Stuck for time? Needing to get some GAMSAT study in stat before the exam looms? Here are 30 days of small actions to help you max out your marks.


Days 1-10
Days 11-20
Days 21-30
  • Day 1: Check that you are registered for the GAMSAT. Line up or order any necessary study materials such as textbooks, organic chemistry model kits, practice questions. Check forums for old copies of prep materials for sale, check out your university's second-hand bookshop, look at free online resources. Create a study area and set aside a quiet study time for each day. Print out five copies of your admissions ticket and tuck them into your wallet, handbag and jeans pockets so you will not forget it on the day.
  • Day 2: Take one of the half-length ACER practice tests. Ensure you take it in a quiet place and to the correct time (don't forget, only give yourself half as long!). Do not use any materials. Get a feel for the length and size of the test, any mental fatigue, how you pace yourself. Take note of which questions you got stuck on the length (still stuck halfway through reading question) and which questions you got stuck on the content (read, but did not understand, and could not work out an answer). The first you'll be improving by using your scanning and speed-reading skills to pull out relevant sections. The second indicate areas you will need to study.

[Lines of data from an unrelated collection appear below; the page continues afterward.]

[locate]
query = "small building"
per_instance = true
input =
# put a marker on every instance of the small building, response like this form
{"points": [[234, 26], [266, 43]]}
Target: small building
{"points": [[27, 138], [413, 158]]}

  • Day 3: Mark your practice test. Panic, and then remember that it's very hard to align raw test scores to final GAMSAT scores after test questions had been removed, scores adjusted and scaled, etc; especially going on only half a test. Sign up to a GAMSAT forum to compare scores with others taking the test. For your essay, request feedback from suitably-qualified friends or colleagues, bribe college teachers for feedback with food, post essays on forums, or pay for an essay marking service.

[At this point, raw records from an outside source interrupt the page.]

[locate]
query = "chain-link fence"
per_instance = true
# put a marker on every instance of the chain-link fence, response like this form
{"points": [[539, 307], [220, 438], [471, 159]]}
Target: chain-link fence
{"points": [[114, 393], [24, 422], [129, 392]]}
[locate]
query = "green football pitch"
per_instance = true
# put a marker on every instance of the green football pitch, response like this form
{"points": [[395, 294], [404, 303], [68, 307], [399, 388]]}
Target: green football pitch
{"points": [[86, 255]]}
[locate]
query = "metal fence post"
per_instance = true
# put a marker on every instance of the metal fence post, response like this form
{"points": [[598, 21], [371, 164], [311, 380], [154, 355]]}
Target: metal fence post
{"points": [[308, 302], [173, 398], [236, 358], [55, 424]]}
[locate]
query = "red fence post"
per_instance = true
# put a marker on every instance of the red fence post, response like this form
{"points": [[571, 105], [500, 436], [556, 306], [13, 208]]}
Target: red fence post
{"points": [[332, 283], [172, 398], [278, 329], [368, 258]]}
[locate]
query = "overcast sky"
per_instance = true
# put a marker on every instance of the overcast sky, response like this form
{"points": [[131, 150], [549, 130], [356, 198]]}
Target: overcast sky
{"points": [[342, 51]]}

  • Day 4: Sign up for a word of the day email. Change daily reading habits to include high-brow newspapers and magazine, especially opinions - check comments section of abc.net.au news and opinions, The Australian. Set up email or RSS feeds to have this material delivered directly to you so you cannot ignore it. Visit your local library to check out books on being a doctor, biological ethics, and literature for Section I practice, or search the Web and Project Gutenberg.
  • Day 5: Pull out the model kit – or make some playdough and toothpicks – or a whiteboard and marker. It's organic chemistry time! Pick a molecule such as caffeine. Draw it. Create the model. What are it’s functional groups? Does it contain rings, double bonds, triple bonds? Now recreate it backwards, and then in mirror image. Is it chiral? Check your organic chemistry textbook and find a reaction that could occur to your molecule. Look at the sample in your textbook, then at your model. Which carbon chain in your model is R? Which is R’? What happens to the molecule during the reaction? Recreate your model after the reaction. What if R and R’ were connected as a ring? Repeat with different molecules and reactions.

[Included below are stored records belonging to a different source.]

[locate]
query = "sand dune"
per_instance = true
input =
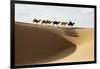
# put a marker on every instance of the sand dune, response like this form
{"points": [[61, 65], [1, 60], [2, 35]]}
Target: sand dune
{"points": [[46, 44]]}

  • Day 6: Read up on the essays for Section II. Know about the two essay formats; the argumentative and the reflective. The essay is a lot less easy to define than study of science materials but it's also easier to pick up good marks with some simple changes.
  • Day 7: Look into speed reading and skimming. Practice on some of your texts for section III. Can you skim a complex text or diagram, and then when checking the question know where to turn back to? This will speed up your answers to questions. Skimming is mostly a matter of slowly building up the spaces between where your eyes rest on the page - creating greater saccades - and letting your peripheral vision pick up the rest.
  • Day 8: Make up some genetic traits like left- or right-eyed flounder fish or green- or purple-eyed aliens. Which one is recessive? Which is dominant? Make up a Punnett square to show what happens if two creatures with different genotypes breed. What's the probability you'll get a green-eyed alien? What's the possibility, if it bred with itself, that it's offspring would also be green-eyed? Would it be pure-bred (also known as homozygous, ie you'd never get purple-eyed offspring)? What if your alien did not have only two of every gene, but three? What would the offspring ratios look like then? Mendel's original experiments on peas are interesting and great simple examples - although modern statistics say he might have fudged his numbers! Finally, can you work out the percentages for each offspring type in an overall population using only the allele percentages? (Hint: Hardy-Weinberg)
  • Day 9: Read a book on philosophy, logic, or science ethics. What makes a strong argument? Think back on some points argued in the book that you read. Were these strong arguments? Look into a list of logical fallacies. Have you used some of these in your arguments?
  • Day 10: Look at the comments on a news website on a recent, controversial issue - perhaps something medically related such as euthanasia or abortion. Can you spot the logical fallacies in their arguments? How does the quality of arguments vary between 'tabloid' websites such as news.com.au and other websites such as abc.net.au? Write a short practice argumentative essay on the topic, checking your logic and your facts.